Game Show Hosting Ethics: Advancing Gameplay While Maintaining Fairness

In a 1990 episode of Cheers, Cliff Clavin appears on Jeopardy and loses $22,000 on a spectacularly bad Final Jeopardy wager.

He led the game $22,000-$3,800 and yet risked everything in the last round and lost. It’s a very funny scene.

But it turns out that a similar wager once took place during an actual game, a summary of which can be found here.

You will notice that Greg led Lynn $9,500-$5,000 going into the last round and yet risked everything. This ended up resulting a 3-way tie at $0, where nobody wins. Why did Greg bet everything instead of a more reasonable $501 or $600?

Greg led the prior game (here), the first with Alex Trebek hosting, as well, but was not at all reckless with his wager. Why was he not as cautious in the second game? The ending of that first game might provide some clues:

Around the 2:22 mark, you might start thinking, “Trebek, keep your mouth shut!” Greg laughs off the “chicken” comment and around 2:33, Trebek does begin to explain the logic behind Greg’s wager while reminding everyone it’s the conservative play.
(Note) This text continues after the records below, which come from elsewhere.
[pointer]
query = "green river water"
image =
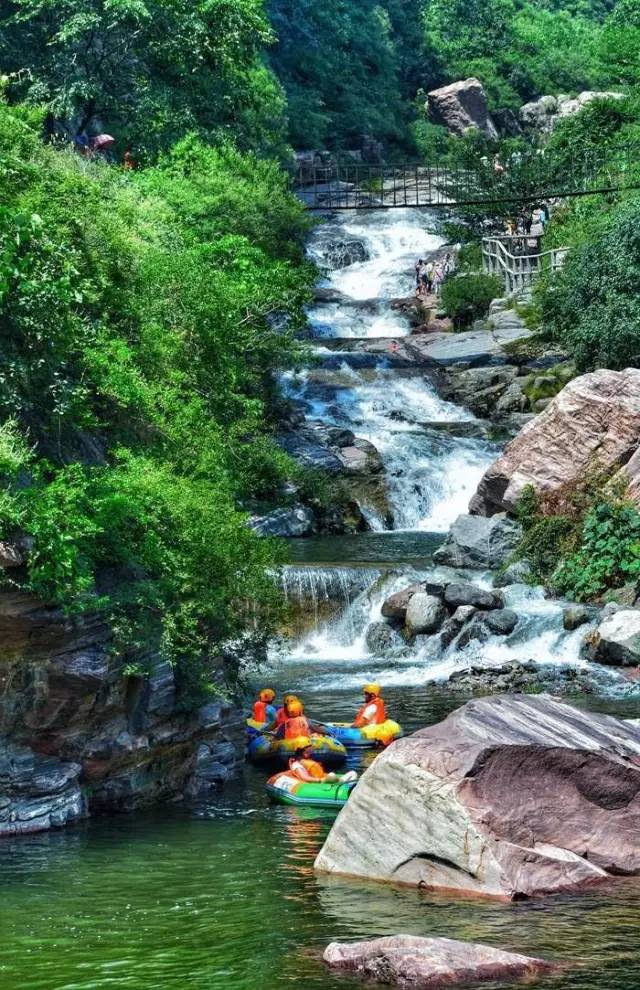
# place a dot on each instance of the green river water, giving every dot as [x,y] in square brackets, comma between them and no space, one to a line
[224,896]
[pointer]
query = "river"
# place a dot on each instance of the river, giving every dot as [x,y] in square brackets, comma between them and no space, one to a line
[224,895]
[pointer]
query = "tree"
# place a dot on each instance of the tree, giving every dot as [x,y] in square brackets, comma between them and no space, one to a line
[148,70]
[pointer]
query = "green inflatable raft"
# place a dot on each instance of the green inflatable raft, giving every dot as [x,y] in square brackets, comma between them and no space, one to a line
[285,788]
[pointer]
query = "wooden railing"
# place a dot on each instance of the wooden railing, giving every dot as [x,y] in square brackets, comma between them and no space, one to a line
[518,261]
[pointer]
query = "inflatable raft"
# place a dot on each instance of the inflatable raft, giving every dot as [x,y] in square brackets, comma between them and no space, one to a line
[265,749]
[287,789]
[368,735]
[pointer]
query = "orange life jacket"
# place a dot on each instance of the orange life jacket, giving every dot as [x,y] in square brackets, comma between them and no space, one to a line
[379,717]
[260,711]
[295,727]
[312,767]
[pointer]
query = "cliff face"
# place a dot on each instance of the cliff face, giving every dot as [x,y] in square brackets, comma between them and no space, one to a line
[78,737]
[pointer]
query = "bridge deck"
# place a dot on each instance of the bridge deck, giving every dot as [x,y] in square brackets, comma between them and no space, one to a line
[353,186]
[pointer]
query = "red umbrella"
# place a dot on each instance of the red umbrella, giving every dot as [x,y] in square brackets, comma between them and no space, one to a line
[102,141]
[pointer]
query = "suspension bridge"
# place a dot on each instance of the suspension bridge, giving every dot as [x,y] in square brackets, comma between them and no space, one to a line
[520,179]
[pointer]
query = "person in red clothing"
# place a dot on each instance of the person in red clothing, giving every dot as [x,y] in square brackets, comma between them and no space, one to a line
[263,709]
[304,767]
[296,724]
[281,714]
[373,712]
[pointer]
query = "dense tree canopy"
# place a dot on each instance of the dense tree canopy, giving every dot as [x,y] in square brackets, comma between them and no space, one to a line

Game shows need to strike a balance: the game needs to be exciting or interesting to entice viewers, but also needs to be fair to the players as they compete for (presumably) actual cash and/or prizes.

In the first game above, without input from Alex Trebek, Greg made the smart wager; in the second game, after input from Alex Trebek, Greg made the dumb wager. Either Alex guilted Greg into making the bad wager in the second game, or Greg decided to play along and make the big wager in the second game to keep things exciting. Whichever is the case, Alex’s comment (and perhaps a producer’s follow-up?) had an effect on Greg’s wagering in the second game.

Should Alex have stayed quiet?

If part of the role of the host is to create the excitement that a game show relies on, then Alex’s comment was fine. And there certainly are some games where the players are not on their own. For instance, a huge part of “The Price is Right” is the audience’s interaction with the contestants.

In the case of Jeopardy, however, the game is a battle between players and each’s knowledge of the trivia. There does not seem to be much room for the host affecting the actions of players. Given this situation, Alex’s comments sure seem out of line.

However, Jeopardy was trying to regain its footing after being mostly off the air for nine years. On account of this, too many games with obvious winners (and where runners up no longer kept the cash) would perhaps have been detrimental to the show. While it is nearly impossible to imagine Trebek telling a contestant they wagered too little in a game today, we can perhaps understand why it happened in his first show.

Note: I actually wrote the bulk of this post in 2013. I’ve decided there’s no real reason not to publish it.